The Mid-county Memo is your newspaper. We want to hear from you. Discuss an important issue, respond to a request for comment or address a concern you want to call to the attention of the community. Letters to the editor will always be edited for space, style, grammar and issues of clarity. Please include your full name and identify the neighborhood in which you reside. We prefer e-mailed letters to the editor sent to Darlene Vinson at firstname.lastname@example.org. Please put “Letter to the editor” in the subject line. You may also mail your letter to 3510 N.E. 134th Ave., Portland, OR 97230 or fax it to 503-249-7672. Deadline for the March issue is Saturday, Feb. 15.
We should be able to vote no
To the Editor:
Our mayor telling us that a “No Vote” is not an option is just about the same as telling a lot of us that the people who voted for him are not counted. As taxpayers, we are entitled to vote no. A lot of taxpayers have expressed their feelings and we do not trust what is going on.

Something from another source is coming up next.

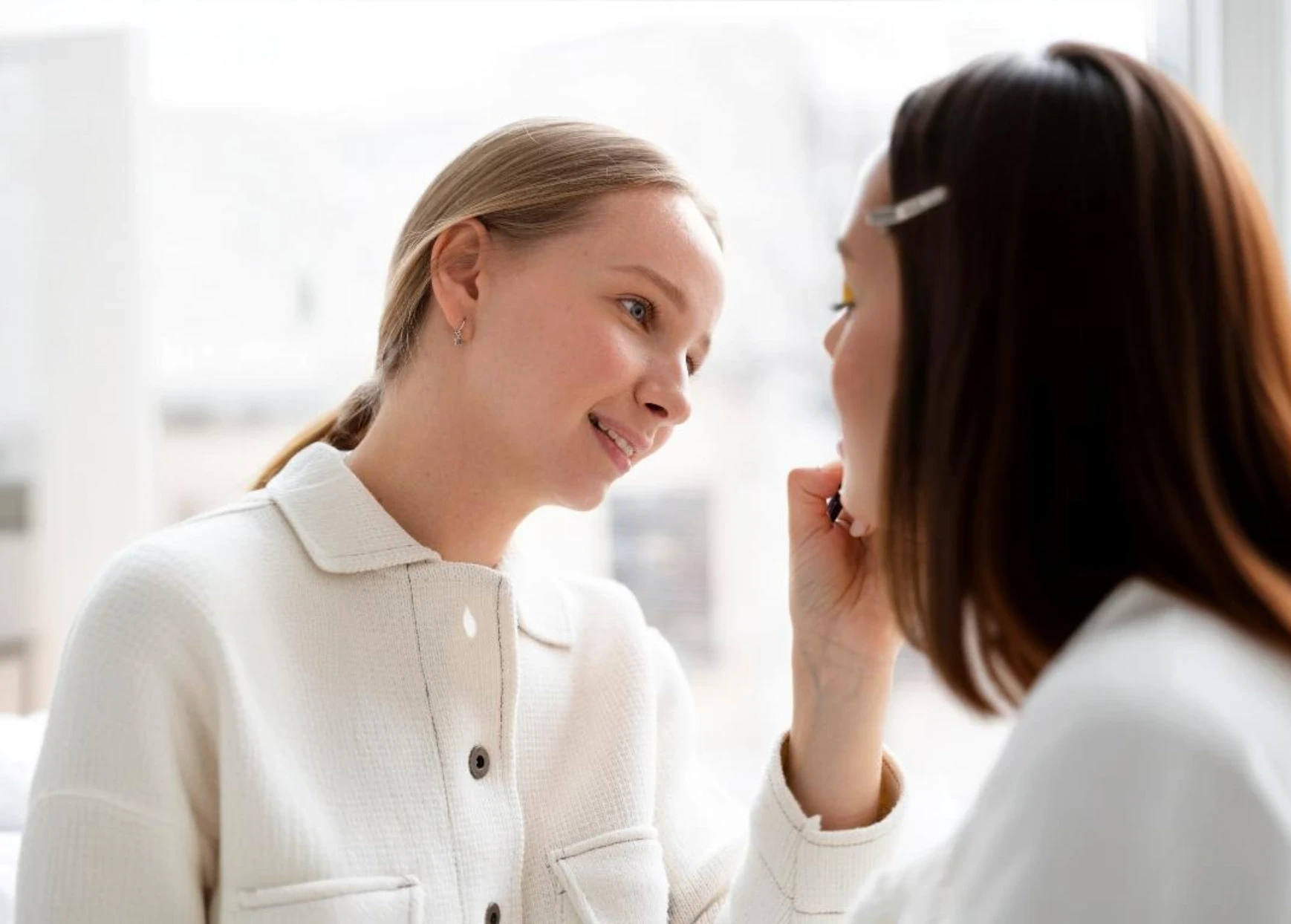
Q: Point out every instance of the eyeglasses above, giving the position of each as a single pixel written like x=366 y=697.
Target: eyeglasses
x=906 y=209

[Our concerns include] monies that are not going to the right programs, robbing Peter to pay Paul and all of a sudden we are out of money. Please explain what happened to nearly $200 million of road money that was diverted to other programs which now you want us to make up for.
The city has also threatened us with other raises. I have lived in Multnomah County for 60 years and I, like a lot of others, am tired and frustrated as to what goes on. Also I, like a lot of others, am looking for somewhere out of Multnomah County to live. For the past 10 years or more it seems like our votes mean nothing, and now we are being told we cannot vote no.
Something must be illegal about that. I am sure a lot of taxpayers are still voting no as I am, and every tax the city invents to come up with will be voted with a no.
Keeping Portland weird is all right, but to keep Portland expensive and unconstitutional is unforgivable.
Numbers don’t add up to livability
To the Editor:
Wow, I’m still scratching my head at the tricky, tightrope math involved to qualify as a low-income resident for the newly built Irish Moss housing development in our Parkrose School District, (“Irish Moss low income development opens” Memo, Jan. 2015). The article states one may not earn more than 60 percent of the area median income figure, or $38,000 to $42,000, annually. Rent is $895 a month. Sixty percent of $42,000 is roughly $25,200. Yearly rent adds up to $10,740. So one’s rent is just under half of their total annual income. $14,460 left over to pay utilities, buy food, medicine, clothing, transportation, and hopefully have something for occasional entertainment.
One certainly couldn’t afford a car, which the city is only too happy to point out indirectly-“we love new TriMet riders, it meets our future goal of a car-less Portland, etc.” This is nothing more than a photo-op for the Mayor and Metro to show voters they care about the less fortunate. If these new apartments are really for low income folks, the rent could be lower when you add on all the other expenses just to survive there. [There is] no mention of how long the introductory rental price will remain in effect, but that eventual increase won’t make the news. All I can say to the new tenants is good luck, you’ll need it.